A pivotal act, or a bunch of acts that add up to being pivotal, imply that the actor was taking actions that make the world end up some way. The only way we currently know to summon computer programs that take actions that make the world end up some way, is to run some kind of search (such as gradient descent) for computations that make the world end up some way. The simple way to make the world end up some way, is to look in general for actions that make the world end up some way. Since that’s the simple way, that’s what’s found by unstructured search. If a computer program makes the world end up some way by in general looking for and taking actions that make that happen, and that computer program can understand and modify itself, then, it is not corrigible, because corrigibility is in general a property that makes the world not end up the way the program is looking for actions to cause, so it would be self-modified away.

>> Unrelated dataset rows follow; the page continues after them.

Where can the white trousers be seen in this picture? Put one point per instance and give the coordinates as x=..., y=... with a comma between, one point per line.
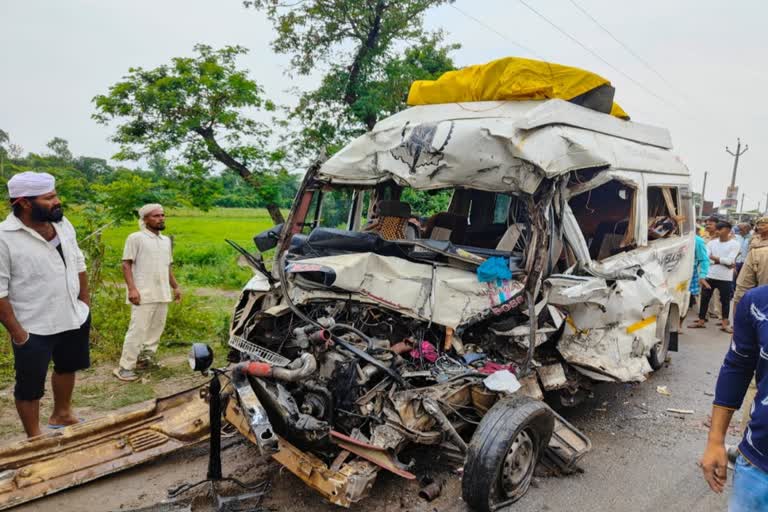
x=144, y=331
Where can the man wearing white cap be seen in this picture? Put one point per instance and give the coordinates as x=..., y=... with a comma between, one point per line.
x=44, y=302
x=147, y=260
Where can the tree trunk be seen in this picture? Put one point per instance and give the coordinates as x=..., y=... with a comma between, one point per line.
x=275, y=214
x=371, y=41
x=225, y=158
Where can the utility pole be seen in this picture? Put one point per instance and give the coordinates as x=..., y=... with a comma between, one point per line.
x=736, y=156
x=703, y=189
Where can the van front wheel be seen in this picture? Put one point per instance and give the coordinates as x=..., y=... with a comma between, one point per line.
x=660, y=350
x=504, y=451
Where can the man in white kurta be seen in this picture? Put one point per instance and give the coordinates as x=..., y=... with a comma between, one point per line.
x=147, y=260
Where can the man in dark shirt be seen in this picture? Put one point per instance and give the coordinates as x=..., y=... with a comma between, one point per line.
x=746, y=357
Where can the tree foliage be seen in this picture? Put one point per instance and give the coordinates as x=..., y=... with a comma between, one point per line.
x=195, y=107
x=370, y=52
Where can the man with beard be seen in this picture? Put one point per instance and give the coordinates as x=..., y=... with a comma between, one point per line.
x=147, y=260
x=44, y=302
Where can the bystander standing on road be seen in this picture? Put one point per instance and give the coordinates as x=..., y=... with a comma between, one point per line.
x=754, y=273
x=44, y=302
x=148, y=272
x=700, y=269
x=742, y=234
x=743, y=361
x=722, y=254
x=710, y=233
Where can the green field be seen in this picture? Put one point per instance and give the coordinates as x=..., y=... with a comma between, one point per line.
x=202, y=259
x=201, y=256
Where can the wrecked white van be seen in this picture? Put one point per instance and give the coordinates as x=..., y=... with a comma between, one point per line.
x=559, y=255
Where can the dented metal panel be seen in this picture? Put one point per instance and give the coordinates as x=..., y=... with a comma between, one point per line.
x=444, y=295
x=72, y=456
x=439, y=146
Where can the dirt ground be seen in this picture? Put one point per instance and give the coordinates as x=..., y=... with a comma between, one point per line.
x=643, y=459
x=97, y=391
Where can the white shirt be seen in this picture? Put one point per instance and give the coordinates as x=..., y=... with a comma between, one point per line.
x=152, y=256
x=727, y=252
x=41, y=288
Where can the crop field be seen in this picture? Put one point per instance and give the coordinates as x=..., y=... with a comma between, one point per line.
x=201, y=256
x=205, y=266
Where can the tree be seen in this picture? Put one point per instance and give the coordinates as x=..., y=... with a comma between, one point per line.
x=357, y=41
x=60, y=149
x=195, y=107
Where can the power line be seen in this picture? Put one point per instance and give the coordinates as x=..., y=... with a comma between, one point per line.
x=598, y=57
x=501, y=34
x=625, y=46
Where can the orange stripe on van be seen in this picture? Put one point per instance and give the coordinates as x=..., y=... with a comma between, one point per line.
x=645, y=322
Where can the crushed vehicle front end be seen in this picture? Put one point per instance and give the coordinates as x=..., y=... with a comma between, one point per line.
x=442, y=274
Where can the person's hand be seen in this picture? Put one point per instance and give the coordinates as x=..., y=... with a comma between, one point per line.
x=134, y=297
x=20, y=337
x=714, y=464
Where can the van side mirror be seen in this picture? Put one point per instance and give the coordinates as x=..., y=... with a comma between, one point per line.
x=267, y=240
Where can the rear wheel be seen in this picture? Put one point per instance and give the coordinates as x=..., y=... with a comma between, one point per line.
x=660, y=350
x=504, y=451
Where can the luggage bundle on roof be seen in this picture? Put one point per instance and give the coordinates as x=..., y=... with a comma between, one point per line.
x=517, y=79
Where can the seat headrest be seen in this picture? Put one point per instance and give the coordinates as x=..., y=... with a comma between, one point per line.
x=394, y=209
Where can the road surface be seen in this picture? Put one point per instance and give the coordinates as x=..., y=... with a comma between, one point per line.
x=643, y=459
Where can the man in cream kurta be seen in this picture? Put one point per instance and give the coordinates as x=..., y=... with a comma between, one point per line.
x=147, y=260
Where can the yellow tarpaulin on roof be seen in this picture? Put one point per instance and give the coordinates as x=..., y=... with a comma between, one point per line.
x=509, y=79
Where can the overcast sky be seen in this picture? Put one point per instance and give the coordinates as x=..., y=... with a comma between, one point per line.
x=56, y=55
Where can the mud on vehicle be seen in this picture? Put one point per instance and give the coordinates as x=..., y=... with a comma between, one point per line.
x=561, y=258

A robot with the intelligence and ability of a dog would be pretty economically useful without being dangerous. I’m working on a post to explore this with the title “Why do we want AI?”
To be honest, when you talk about pivotal acts, it looks like you are trying to take over the world.
Not take over the world, but prevent pivot unaligned incorrigible AI from destroying the world.
Also, cross-domain optimisation doesn’t exist in an strong sense because of the no free lunch theorem.
Well, to be clear, I am not at all an expert on AI alignment—my impression from reading about the topic is that I find reasons for the impossibility of alignment agreeable while I did not yet find any test telling me why alignment should be easy. But maybe I’ll find that in your sequence, once that it consists of more posts?
Perhaps! I am working on more posts. I’m not necessarily trying to prove anything though, and I’m not an expert on AI alignment. Part of the point of writing is so that I can understand these issues better myself.